Inverses and orders in the group $Z_5$ Ill like some guidance to solve this kind of question ( I have many like this) and I have no clue what I need to do here:
I need to find 
$$g^{-1}$$
 and 
$$o(g)
$$
when $G$ is $Z_{_5}$.
adding - is I have G is $Z^x_{_5}$ what group is this????
 A: For each element $g \in G$, compute $g$, $g^2$, $g^3$, ... until you reach 1. The order is the number of steps you make; the inverse is the last element before you reach 1.
A: So $\mathbb{Z}_5 = \{[0], [1], [2], [3], [4]\}$ is an additive group (so we can/should write $-g$ for $g^{-1}$). You should try to write out the whole addition table.

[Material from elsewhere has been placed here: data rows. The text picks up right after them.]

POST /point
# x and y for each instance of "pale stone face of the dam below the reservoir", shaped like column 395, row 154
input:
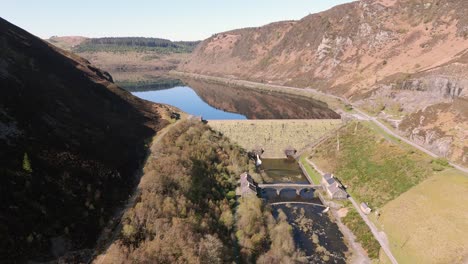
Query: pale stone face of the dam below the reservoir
column 275, row 135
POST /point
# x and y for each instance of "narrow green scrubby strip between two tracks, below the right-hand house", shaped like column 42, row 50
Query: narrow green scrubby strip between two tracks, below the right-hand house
column 362, row 232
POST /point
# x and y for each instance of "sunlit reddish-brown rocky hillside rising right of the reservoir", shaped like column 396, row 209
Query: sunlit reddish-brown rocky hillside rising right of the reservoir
column 405, row 60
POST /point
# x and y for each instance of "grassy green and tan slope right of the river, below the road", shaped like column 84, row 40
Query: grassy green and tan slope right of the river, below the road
column 405, row 188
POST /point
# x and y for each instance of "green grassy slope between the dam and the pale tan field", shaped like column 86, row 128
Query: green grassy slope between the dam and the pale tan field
column 375, row 169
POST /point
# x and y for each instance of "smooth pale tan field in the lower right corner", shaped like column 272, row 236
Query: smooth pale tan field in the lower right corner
column 429, row 223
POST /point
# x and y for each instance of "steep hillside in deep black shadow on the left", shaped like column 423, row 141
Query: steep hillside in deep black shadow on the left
column 71, row 142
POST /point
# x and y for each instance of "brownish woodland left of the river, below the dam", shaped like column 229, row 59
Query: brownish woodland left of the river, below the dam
column 187, row 211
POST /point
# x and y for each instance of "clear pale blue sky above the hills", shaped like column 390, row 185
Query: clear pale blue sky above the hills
column 171, row 19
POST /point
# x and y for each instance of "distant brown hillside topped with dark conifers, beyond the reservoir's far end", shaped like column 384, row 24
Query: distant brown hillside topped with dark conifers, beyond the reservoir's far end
column 132, row 61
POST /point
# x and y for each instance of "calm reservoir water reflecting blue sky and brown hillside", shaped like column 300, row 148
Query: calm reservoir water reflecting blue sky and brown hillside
column 221, row 102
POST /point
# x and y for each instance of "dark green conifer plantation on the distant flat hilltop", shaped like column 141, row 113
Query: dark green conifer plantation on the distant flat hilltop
column 127, row 44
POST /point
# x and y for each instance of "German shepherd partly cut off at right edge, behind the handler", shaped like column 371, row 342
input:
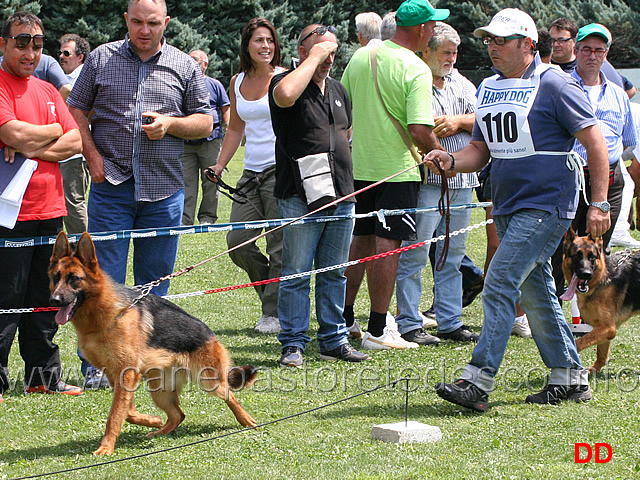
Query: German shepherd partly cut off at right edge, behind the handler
column 608, row 290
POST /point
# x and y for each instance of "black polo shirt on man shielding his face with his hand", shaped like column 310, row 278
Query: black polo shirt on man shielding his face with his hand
column 303, row 129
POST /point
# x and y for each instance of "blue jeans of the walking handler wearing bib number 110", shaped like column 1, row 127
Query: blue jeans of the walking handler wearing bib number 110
column 521, row 271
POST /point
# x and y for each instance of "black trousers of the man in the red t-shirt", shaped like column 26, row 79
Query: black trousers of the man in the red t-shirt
column 24, row 283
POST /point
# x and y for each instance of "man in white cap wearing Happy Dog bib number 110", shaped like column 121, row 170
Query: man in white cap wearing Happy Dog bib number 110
column 527, row 118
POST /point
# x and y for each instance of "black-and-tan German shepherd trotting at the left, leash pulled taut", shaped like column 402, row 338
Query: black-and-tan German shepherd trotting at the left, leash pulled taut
column 151, row 338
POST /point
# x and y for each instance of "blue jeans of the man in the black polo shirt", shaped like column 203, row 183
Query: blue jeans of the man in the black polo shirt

That way you will be able to see what the inverse of an element is.
So for example, for $g = [2]$ you have that $[2] + [3] = [5] = [0]$, hence the inverse of $[2]$ is $[3]$.
To find the order of an element you keep adding it to itself until you reach $[0]$. So for example of $g = [3]$, then you have $[3] + [3] + [3] +[3] + [3] = [15] = [0]$. So the order of $[3]$ is $5$. (Note here that adding $[3]$ to itself less times will not give you $[0]$.
Added: You ask about the group $\mathbb{Z}^{\times}_5$. It is a multiplicative group. We take the additive group and remove $[1]$. So we have
$$
\mathbb{Z}_5^{\times} = \{[1], [2], [3], [4]\}.
$$
Now the composition of elements is multiplication. So we have for example that $[3]\cdot[4] = [12] = [2].$ Or we have that  $[2]^{-1} = [3]$, because $[2]\cdot [3] = [2\cdot 3] = [6] = [1]$. For the order of an element we now just use multiplication. So for example if $g = [2]$, then $[2]\cdot[2]\cdot[2] = [6] = [1]$, so the order of $[2]$ is 3 (again noting that any power  of $[2]$ less than $3$ will not give $[1]$). 
Another note is that taking the units (i.e. putting the ${}^\times$ on $\mathbb{Z}_n$) doesn't always mean that you just take away zero. You are simply asking for all the elements that have a multiplicative inverse. As suggested in the comments to your question, you can take a look at the Wikipedia article about the multiplicative group.